In William Gibson's latest novel, "Agency", there is an underlying theme of the newly emergent AI being able to evade the eavesdropping of the corporation that spawned her. Later, she cooks up an unbreakable secure comms tech for the human beings in her network.
As well, in the part of the novel that takes place in the future, evading SIGINT plays a significant part of the story, as well.
Note: "The Peripheral" is the novel that precedes "Agency", so it would be best to read it first, to better grok the world WG builds. I highly recommend all his books.
Thanks for mentioning these books as I came across “Virtual Light” by William Gibson in jail and found it a very accomplished novel and his craft at a high level. Also it finally clicked to me why the mainframes were called Gibsons in the film “Hackers” as I grew up not being exposed to his books (though now I actively have them on my to read list).
Cool, I've been listening to the last 1.5hr or so of Idoru recently (sequel to Virtual Light). I really like Rez's bodyguard Blackwell.
Gibson's description, in Idoru, of Slitscan's audience is one of my favorite pieces of Gibson's writing, which is always about "the now" of when he wrote it. That particular description happens to be a really, really good description of the modern GOP.
I also recommend his collection of non-fiction magazine writings and paid talks, "Distrust that Particular Flavor". The important thing about Gibson is that his heart shines through all his work, and -- boy, oh boy! -- does this 2025 world need more heart!
Thanks popping up on my radar. Who knows where fate will lead us?
Peace be with you, brother. May you be blessed with all healing, health, and prosperity!
> Perhaps the process of cryptanalysis is of limited interest to the reader of a novel because the process of Sigint – interception, analysis, cryptanalysis – is analogous (though less interesting) to having somebody physically steal a copy of the message.

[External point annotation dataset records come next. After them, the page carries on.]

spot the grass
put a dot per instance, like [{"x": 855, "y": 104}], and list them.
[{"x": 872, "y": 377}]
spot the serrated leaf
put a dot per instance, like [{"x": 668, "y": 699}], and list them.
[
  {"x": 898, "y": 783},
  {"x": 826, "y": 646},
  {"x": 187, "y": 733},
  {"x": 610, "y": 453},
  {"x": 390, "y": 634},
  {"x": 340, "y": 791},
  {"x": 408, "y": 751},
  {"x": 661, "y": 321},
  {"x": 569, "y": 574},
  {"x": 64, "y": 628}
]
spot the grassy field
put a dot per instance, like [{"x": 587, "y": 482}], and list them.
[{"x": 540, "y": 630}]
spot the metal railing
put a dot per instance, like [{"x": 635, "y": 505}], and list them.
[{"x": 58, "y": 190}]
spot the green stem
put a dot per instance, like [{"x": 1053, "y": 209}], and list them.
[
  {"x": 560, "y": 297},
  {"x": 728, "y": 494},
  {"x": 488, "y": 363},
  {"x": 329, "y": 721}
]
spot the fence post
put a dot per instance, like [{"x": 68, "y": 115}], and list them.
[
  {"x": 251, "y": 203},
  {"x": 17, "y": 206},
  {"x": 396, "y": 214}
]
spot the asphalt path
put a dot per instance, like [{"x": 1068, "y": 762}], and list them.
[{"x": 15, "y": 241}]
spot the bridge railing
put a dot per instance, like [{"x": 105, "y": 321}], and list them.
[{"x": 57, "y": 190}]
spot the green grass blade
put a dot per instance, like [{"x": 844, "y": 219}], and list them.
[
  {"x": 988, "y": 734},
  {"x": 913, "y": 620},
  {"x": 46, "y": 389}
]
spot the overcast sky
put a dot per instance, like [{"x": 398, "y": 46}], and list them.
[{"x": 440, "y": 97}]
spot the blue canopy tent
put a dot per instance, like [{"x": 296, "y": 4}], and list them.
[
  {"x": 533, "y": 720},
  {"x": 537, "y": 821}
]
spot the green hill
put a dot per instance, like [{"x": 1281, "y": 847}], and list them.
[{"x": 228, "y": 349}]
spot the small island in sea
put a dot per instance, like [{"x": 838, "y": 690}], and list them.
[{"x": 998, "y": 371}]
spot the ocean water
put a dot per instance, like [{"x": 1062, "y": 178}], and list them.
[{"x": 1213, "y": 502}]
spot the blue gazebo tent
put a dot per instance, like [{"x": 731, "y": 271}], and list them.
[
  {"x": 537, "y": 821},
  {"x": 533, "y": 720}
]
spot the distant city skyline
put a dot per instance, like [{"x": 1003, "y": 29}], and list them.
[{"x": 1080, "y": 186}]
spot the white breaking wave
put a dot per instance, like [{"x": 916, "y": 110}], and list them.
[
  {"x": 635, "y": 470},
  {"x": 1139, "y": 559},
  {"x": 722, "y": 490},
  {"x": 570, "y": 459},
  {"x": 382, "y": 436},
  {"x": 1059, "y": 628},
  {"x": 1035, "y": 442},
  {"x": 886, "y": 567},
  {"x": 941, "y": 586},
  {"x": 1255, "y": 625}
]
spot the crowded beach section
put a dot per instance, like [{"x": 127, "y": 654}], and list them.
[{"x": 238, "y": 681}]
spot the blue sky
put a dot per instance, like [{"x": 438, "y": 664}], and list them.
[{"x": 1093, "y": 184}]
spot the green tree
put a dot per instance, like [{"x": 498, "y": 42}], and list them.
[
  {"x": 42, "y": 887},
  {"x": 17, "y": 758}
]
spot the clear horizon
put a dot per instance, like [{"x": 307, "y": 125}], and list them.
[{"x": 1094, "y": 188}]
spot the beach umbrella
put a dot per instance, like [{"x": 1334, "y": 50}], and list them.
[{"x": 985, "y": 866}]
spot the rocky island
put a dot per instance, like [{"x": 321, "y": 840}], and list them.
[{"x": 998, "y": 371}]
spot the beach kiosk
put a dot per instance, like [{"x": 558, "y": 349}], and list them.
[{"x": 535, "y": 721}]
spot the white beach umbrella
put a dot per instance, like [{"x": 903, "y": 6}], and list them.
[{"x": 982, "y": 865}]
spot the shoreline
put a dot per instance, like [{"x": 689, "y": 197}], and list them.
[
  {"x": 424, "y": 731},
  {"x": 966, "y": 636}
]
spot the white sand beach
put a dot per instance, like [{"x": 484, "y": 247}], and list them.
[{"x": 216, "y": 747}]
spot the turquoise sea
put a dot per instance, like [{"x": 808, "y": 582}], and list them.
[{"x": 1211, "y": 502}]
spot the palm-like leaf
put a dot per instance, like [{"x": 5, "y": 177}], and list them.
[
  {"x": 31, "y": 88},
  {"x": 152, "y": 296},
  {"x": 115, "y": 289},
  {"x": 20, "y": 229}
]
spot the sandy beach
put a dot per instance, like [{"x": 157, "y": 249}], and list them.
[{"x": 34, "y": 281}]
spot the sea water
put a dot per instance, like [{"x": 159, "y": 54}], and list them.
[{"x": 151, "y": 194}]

Active adversarial SIGINT fits the analogy of "stealing a copy of a message", sure.
Passive mass SIGINT is something entirely different, though. It's hard to even come up with an analogy that doesn't invoke some kind of magic.
Imagine, for example, if paper mail were exchanged using locked safes instead of paper envelopes — safes that all have thousand-digit combinations that nobody's going to ever brute-force. But, deep within USPS, there exists a machine that can clone these safes, without opening them — a very literal black-box operation. USPS takes these cloned safes and stores them all in a warehouse. And then, one day, the NSA manages to figure out a vulnerability in the manufacture of one model of safe, that allows them to crack open all of that type of safe. So, suddenly, they have access to millions of pieces of mail people have sent over years/decades.
See? This analogy isn't even helpful. Can someone come up with something better?
> The novel takes place in 1955–56 Berlin at the beginning of the Cold War and centres on the joint CIA/MI6 Operation Gold, to build a tunnel from the American sector of Berlin into the Russian sector to tap phone lines of the Soviet High Command. Leonard Marnham is a 25-year-old Englishman who sets up and repairs the tape recorders used in the tunnel.
(Then there is my favourite WWII nit: The focus on Enigma, which, while undoubtedly important, pales in comparison to Tunny. The fact that Flowers could build essentially a general purpose computer to crack a cipher based only on its apparent properties is heads-and-shoulders and all other superlatives above Enigma, for which GCHQ had working examples throughout the war. I am not downplaying the importance of the Enigma cryptanalysis work, merely suggesting that Tunny was, in the end, and strategically, far more valuable, especially once telephone communications became harder for OKW.)